Welche Rückmeldungen wünschen Sie sich von den Vereinen?
Rouven Ettner: Wir freuen uns über jede konstruktive Rückmeldung – ob Lob oder Kritik. Nur im Dialog mit den Vereinen können wir das Modell dauerhaft zum Erfolg führen. Deshalb haben wir schon in der Erarbeitungsphase mit den Vereinen über die Idee diskutiert und das Feedback von rund 100 Vereinsvertretern in unser Konzept einfließen lassen. 89 Prozent von ihnen sind der Meinung, dass das vorgestellte neue Modell helfen kann, den Spielbetrieb zu stabilisieren. 90 Prozent haben uns mitgeteilt, dass sie das Projekt für geeignet halten, einen attraktiven Spielbetrieb zu gewährleisten.
Was verspricht sich der bfv langfristig von diesem Modell?
Rouven Ettner: Wir wollen den Spielbetrieb flexibler, fairer und attraktiver gestalten – und das gelingt besser, wenn wir zunächst die Leistungsstärke auf dem Platz ermitteln und dann die Ligen einteilen.
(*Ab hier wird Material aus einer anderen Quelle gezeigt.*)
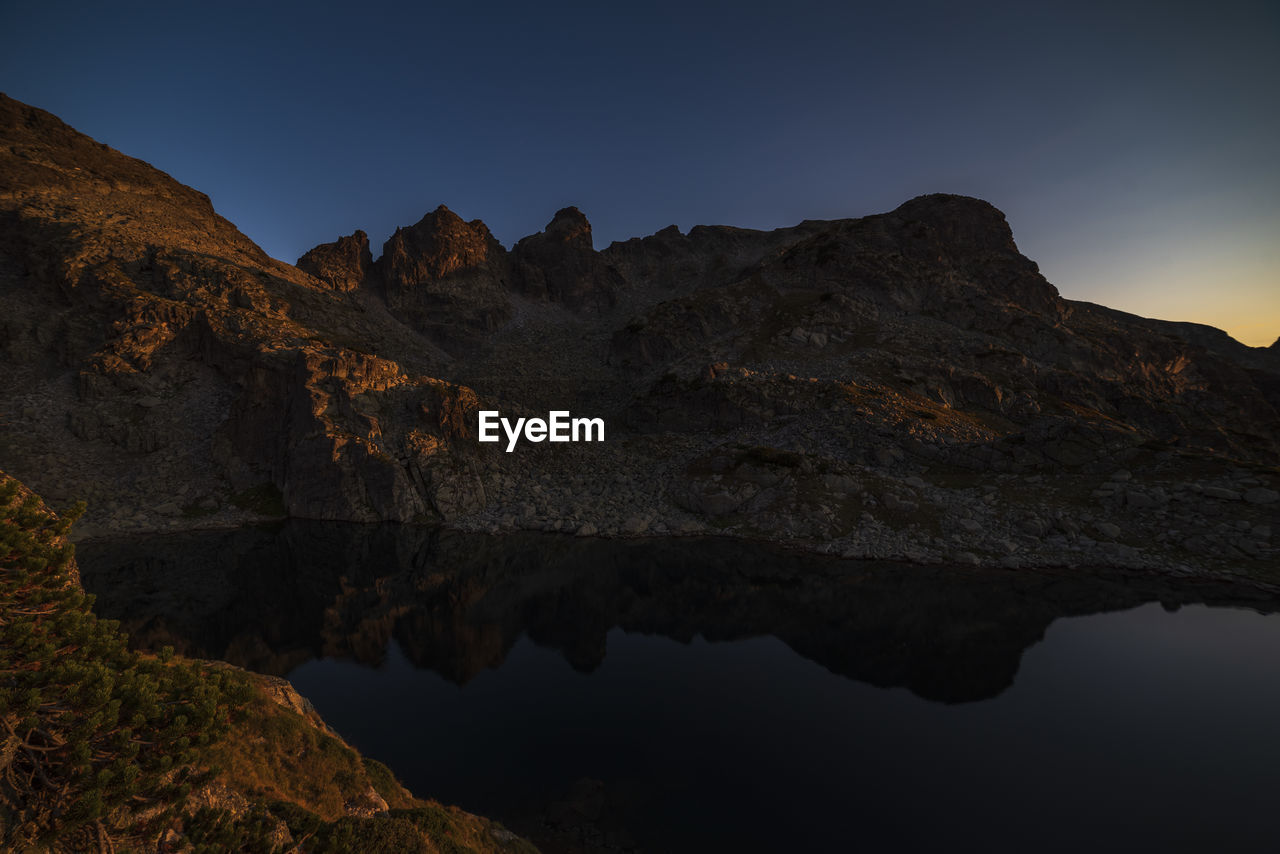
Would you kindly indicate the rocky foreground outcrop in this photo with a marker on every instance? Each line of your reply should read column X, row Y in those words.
column 905, row 384
column 109, row 749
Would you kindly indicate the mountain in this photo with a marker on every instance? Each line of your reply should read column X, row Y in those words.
column 905, row 384
column 110, row 749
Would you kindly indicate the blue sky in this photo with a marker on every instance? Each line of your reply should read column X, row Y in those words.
column 1133, row 146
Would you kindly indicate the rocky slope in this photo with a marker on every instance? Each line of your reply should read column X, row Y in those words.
column 896, row 386
column 108, row 749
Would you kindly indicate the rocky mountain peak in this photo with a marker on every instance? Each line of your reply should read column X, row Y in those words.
column 561, row 264
column 439, row 245
column 343, row 265
column 958, row 222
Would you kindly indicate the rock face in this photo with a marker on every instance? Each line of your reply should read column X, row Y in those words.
column 447, row 278
column 905, row 384
column 561, row 264
column 343, row 265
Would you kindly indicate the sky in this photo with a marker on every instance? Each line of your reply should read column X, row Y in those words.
column 1132, row 145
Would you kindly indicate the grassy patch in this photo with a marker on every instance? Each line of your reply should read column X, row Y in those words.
column 264, row 499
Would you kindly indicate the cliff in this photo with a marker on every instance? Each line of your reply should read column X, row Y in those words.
column 905, row 384
column 108, row 749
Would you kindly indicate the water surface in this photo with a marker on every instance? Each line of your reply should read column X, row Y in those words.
column 690, row 695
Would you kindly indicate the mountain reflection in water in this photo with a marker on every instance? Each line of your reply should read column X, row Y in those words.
column 273, row 599
column 1139, row 730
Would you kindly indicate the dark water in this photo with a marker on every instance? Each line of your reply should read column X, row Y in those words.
column 700, row 695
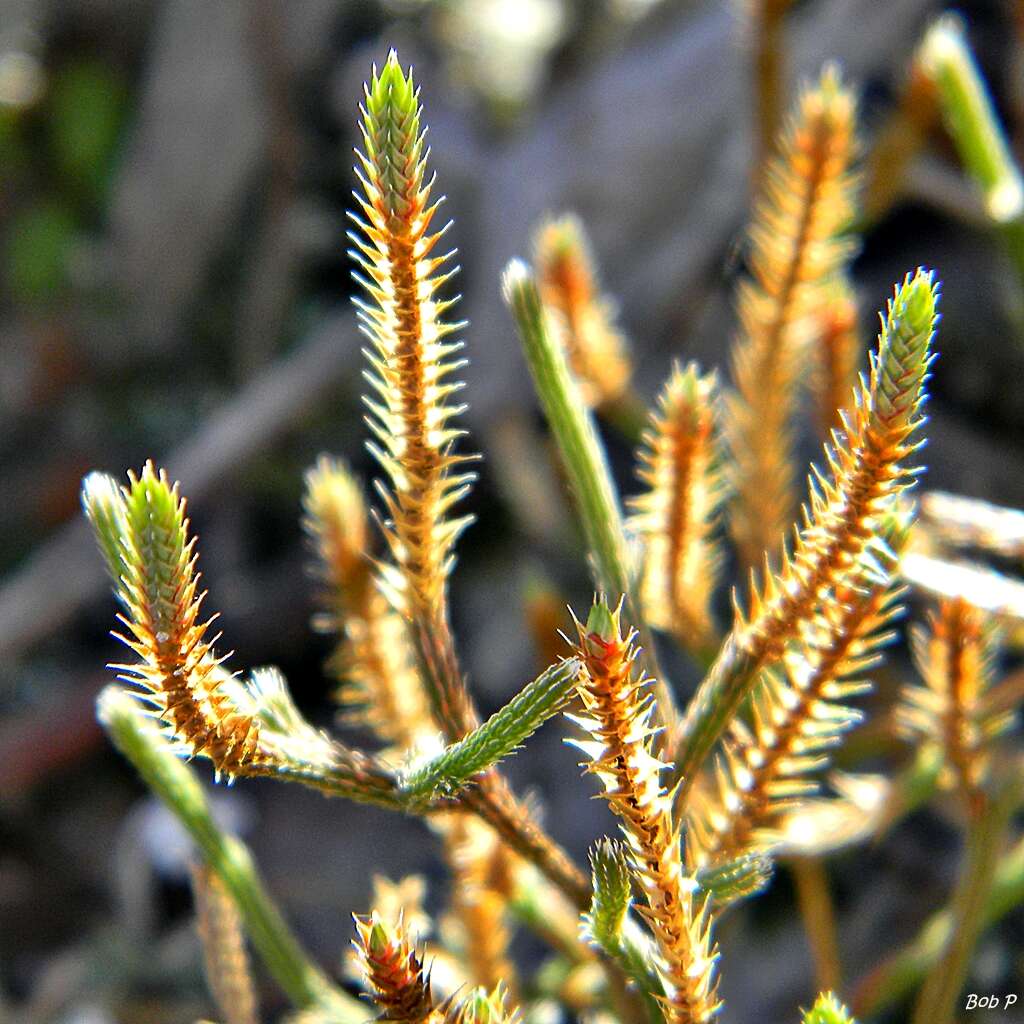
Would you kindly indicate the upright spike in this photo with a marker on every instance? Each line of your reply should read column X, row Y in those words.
column 843, row 520
column 584, row 317
column 796, row 245
column 411, row 355
column 676, row 516
column 620, row 753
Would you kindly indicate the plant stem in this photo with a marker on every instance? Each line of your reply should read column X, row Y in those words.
column 972, row 122
column 585, row 462
column 937, row 1001
column 496, row 738
column 818, row 913
column 899, row 975
column 139, row 740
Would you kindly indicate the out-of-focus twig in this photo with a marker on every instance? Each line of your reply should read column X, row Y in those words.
column 768, row 41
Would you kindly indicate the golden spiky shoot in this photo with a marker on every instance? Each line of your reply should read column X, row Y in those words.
column 584, row 317
column 481, row 878
column 482, row 1007
column 843, row 521
column 380, row 687
column 178, row 674
column 796, row 245
column 227, row 969
column 954, row 655
column 839, row 352
column 411, row 354
column 619, row 707
column 393, row 971
column 827, row 1010
column 799, row 716
column 677, row 515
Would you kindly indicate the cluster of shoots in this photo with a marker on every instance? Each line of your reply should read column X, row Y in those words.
column 707, row 799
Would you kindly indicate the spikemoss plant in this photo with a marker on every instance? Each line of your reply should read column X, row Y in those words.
column 708, row 800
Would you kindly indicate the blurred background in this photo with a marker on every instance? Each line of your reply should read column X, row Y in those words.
column 174, row 176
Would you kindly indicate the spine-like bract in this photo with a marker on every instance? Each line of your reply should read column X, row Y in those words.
column 796, row 245
column 393, row 972
column 374, row 663
column 583, row 316
column 954, row 656
column 177, row 671
column 676, row 516
column 842, row 522
column 617, row 719
column 412, row 355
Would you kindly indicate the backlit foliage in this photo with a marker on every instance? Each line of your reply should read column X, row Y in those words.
column 707, row 801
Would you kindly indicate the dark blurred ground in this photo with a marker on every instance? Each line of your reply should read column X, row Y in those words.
column 173, row 182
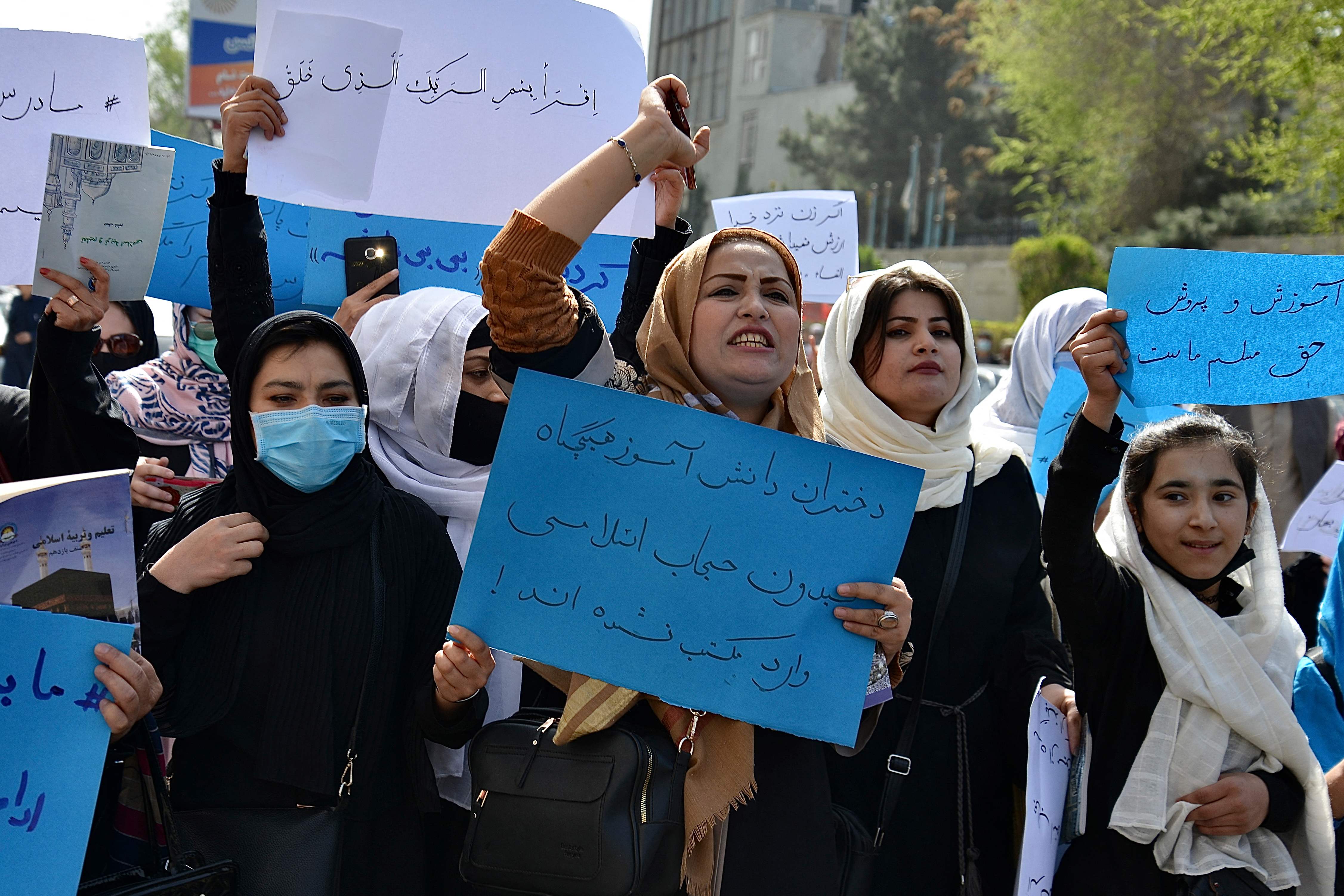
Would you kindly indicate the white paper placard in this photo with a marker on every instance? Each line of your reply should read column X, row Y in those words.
column 58, row 82
column 104, row 201
column 1049, row 762
column 488, row 104
column 1316, row 524
column 819, row 226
Gleichzeitig verringern wir durch die regionale Qualifikation auch die Fahrtzeiten im Herbst, was gerade für junge Spieler und ihre Familien ein wichtiger Faktor ist. Wir sind gespannt auf die Erfahrungen in diesem Pilotjahr – und hoffen auf eine aktive Beteiligung und ehrliches Feedback der Vereine.